The Christian Broadcasting Network

Craig von Buseck

Mail Craig von Buseck with your comments

More from Craig von Buseck on CBN.com

 

 

ChurchWatch: Craig von Buseck

Join Craig von Buseck weekdays as he shares his perspective on the major trends and news affecting the Body of Christ today.

 

January 12, 2006

'Dangerous Man' Held at Airport in Vietnam, Then Kicked out of the Country of His Birth

HO CHI MINH CITY, VIETNAM (ANS) -- A Vietnamese pastor who spent ten years in prison and re-education camps before being deported to the United States in 1999, was held at Tan-Son-Nhat Airport, Ho Chi Minh City on December 27 when he tried to re-enter the country to visit his elderly mother."

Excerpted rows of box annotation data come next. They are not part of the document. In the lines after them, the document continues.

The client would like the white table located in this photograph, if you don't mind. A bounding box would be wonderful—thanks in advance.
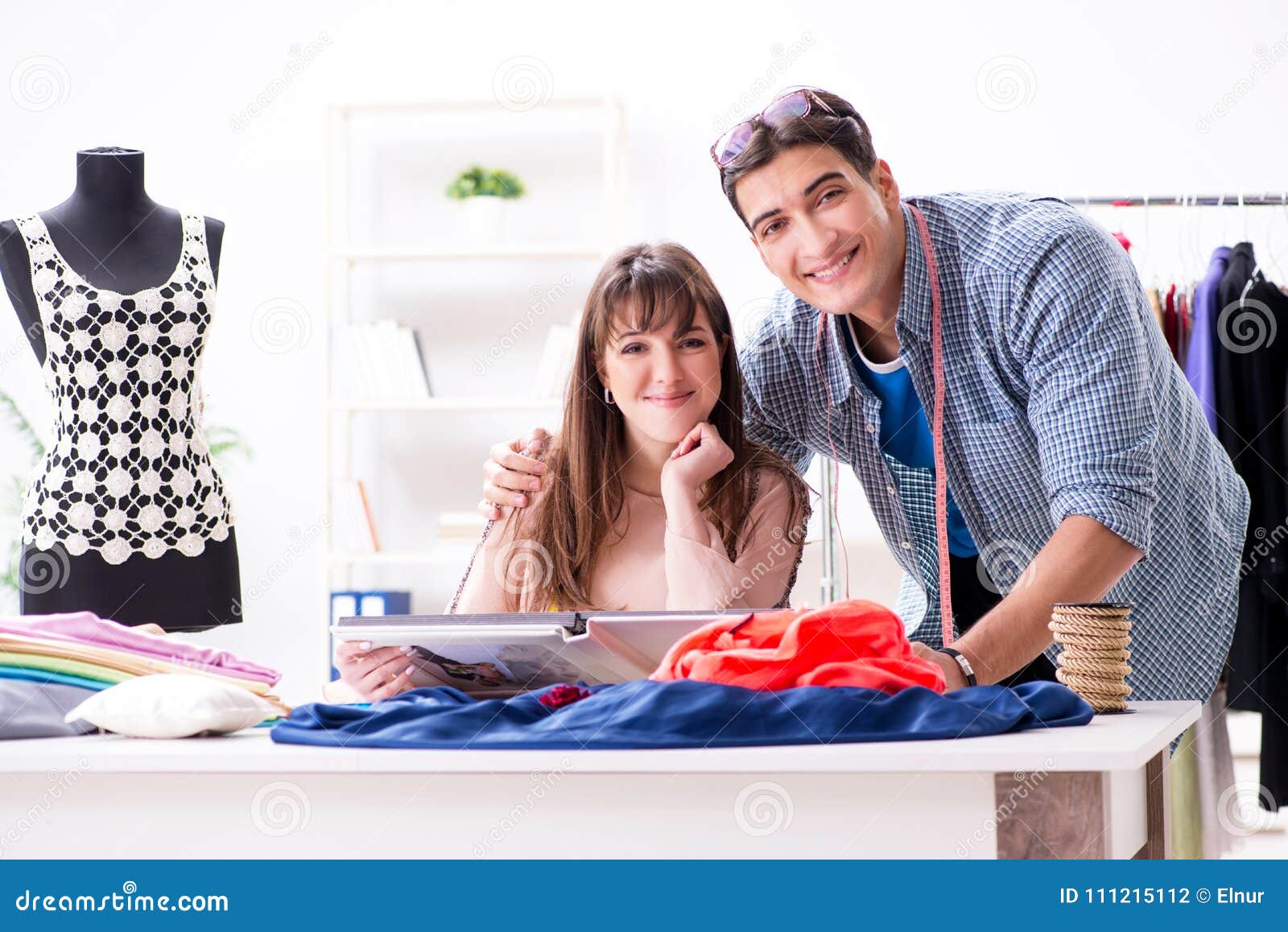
[0,702,1199,859]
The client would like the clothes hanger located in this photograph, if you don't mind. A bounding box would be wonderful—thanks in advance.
[1257,191,1288,282]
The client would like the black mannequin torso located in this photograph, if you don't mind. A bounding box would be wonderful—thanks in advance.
[0,146,224,365]
[0,146,242,631]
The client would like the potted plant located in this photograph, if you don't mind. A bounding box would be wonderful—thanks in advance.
[446,165,524,241]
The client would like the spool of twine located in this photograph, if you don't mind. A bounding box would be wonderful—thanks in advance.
[1047,603,1131,711]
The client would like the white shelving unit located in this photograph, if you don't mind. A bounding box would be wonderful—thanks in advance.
[322,98,626,641]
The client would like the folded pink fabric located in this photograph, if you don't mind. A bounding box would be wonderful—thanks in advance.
[0,612,282,687]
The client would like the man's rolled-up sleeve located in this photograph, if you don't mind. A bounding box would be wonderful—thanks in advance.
[1007,221,1162,556]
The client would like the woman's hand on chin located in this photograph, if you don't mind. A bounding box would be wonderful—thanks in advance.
[662,421,733,498]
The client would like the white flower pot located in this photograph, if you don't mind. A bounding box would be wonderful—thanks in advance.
[461,196,509,243]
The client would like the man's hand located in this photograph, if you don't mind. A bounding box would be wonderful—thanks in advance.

According to Dan Wooding of Assist News Service (ANS), the Rev. Paul Ai, founder of Vietnamese Outreach International based in Hampton, Virginia, told ANS that he had been ministering with his wife Ruth in Malaysia to Vietnamese contract workers, when they flew then to Vietnam.

“They held me for 24 hours and then deported me,” he told ANS. “While I was being held, they described me as a ‘dangerous man’ and apparently were afraid that I would contact the underground church.”

Paul Ai said that he and his wife Ruth went to Vietnam on December 27 visit his 76-year-old mother and my mother-in-law who is 87 and is very sick.

“By the time I got into Tan-Son-Nhat Airport, Ho Chi Minh City, the police would no not allowed me to get into my own country to visit my family,” he said. “They did not give me the reason why I can not get in, but wrote on my papers that I was refused entry for ‘security reasons.’

“I know, however, that they were afraid that I would make contact with the underground church in Vietnam. They kept me in the Airport for 24 hours in a hard seat without food and drink.”

Ai said that they he was constantly questioned about why he wanted to go back to Vietnam and he said that it was to visit his family.

“They wanted to know what I did and I told them that I was a pastor and teacher,” he continued. “They also wanted to know why I visited to so many Asian countries and I said that ‘as a pastor I travel to share the Good News to people and disciple them.”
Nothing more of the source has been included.